Karussell

Karussell
Photo by Danil Зakhvatkin / Unsplash

Ich hasse dich. Am liebsten würde ich dir das sagen. Ich hasse, wie du deine schlechte Laune an den Kindern auslässt, wie du dich nicht zu deinem Sohn drehst, wenn seine kleine Hand deinen Arm und deine Nähe sucht. Ich hasse, wie du nicht konsequent bist und zu viel durchgehen lässt, wie du herabwürdigend "ich hab's dir doch gesagt" zu deinem weinenden Kind sagst, wenn es sich verletzt hat. Ich hasse deine Müdigkeit, deine Überforderung, dass du dich von mir distanzierst. Ich hasse es, dass etwas ist, was angeblich nicht ist und dabei aber nicht zu übersehen ist. Übersehen soll ich die Tatsache, dass etwas ist und dabei bitte nicht so empfindlich sein.

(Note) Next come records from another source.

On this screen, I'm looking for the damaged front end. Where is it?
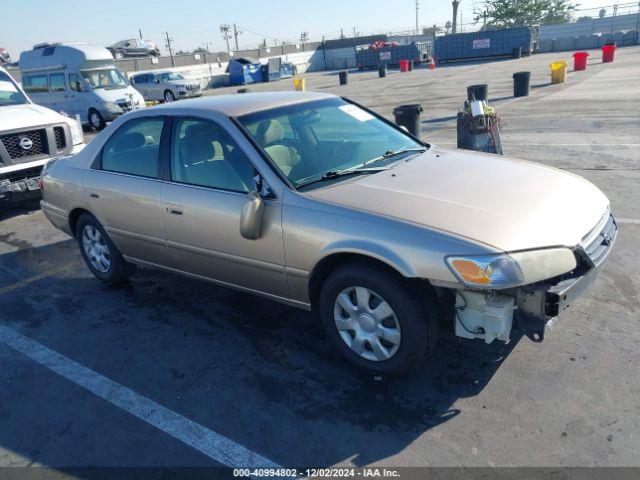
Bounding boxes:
[454,213,618,343]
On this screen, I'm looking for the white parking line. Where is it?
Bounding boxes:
[616,218,640,225]
[0,326,280,468]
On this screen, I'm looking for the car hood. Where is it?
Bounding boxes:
[92,85,144,102]
[0,103,71,132]
[307,147,609,253]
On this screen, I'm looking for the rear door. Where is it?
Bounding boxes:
[84,116,168,265]
[162,117,288,297]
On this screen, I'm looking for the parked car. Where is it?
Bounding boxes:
[130,72,202,102]
[0,48,11,65]
[42,92,617,374]
[0,67,84,202]
[19,43,146,130]
[107,38,160,60]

Es zermürbt mich. In meinem Kopf drehen sich die Gedanken schneller und schneller und wippen dabei noch wie ein Schaukelpferd auf einem alten, klapprigen Karussell. Alles ist durcheinander, aus der Spur geraten und dreht sich doch nur um die eine Frage: Was ist los, dass du mich nicht mehr liebst? Du hast entweder Gefühle für eine andere oder grässliche Dinge an mir gefunden, weshalb du mich nicht mehr magst. Weshalb du mich blöd findest.

Plötzlich bin ich 6 Jahre alt und versuche verzweifelt herauszufinden, was ich getan haben könnte, dass meine Mama mich hasst. Warum macht sie meine Spielsachen kaputt, schreit mich an und sperrt mich ein. Ich war doch immer lieb zu ihr. Ich brauche sie doch. Ich brauche die Sicherheit, Geborgenheit einer liebenden Mutter. Aber suche und versuche vergebens.

Du bist nicht sie. Aber ich bin immer noch ich. Und deshalb hasse ich dich. Weil ich sie hasse. Ich hasse sie dafür, dass sie das kleine Mädchen allein gelassen hat mit all ihrer Unsicherheit und Traurigkeit.

Ich hasse dich. Weil ich dich liebe.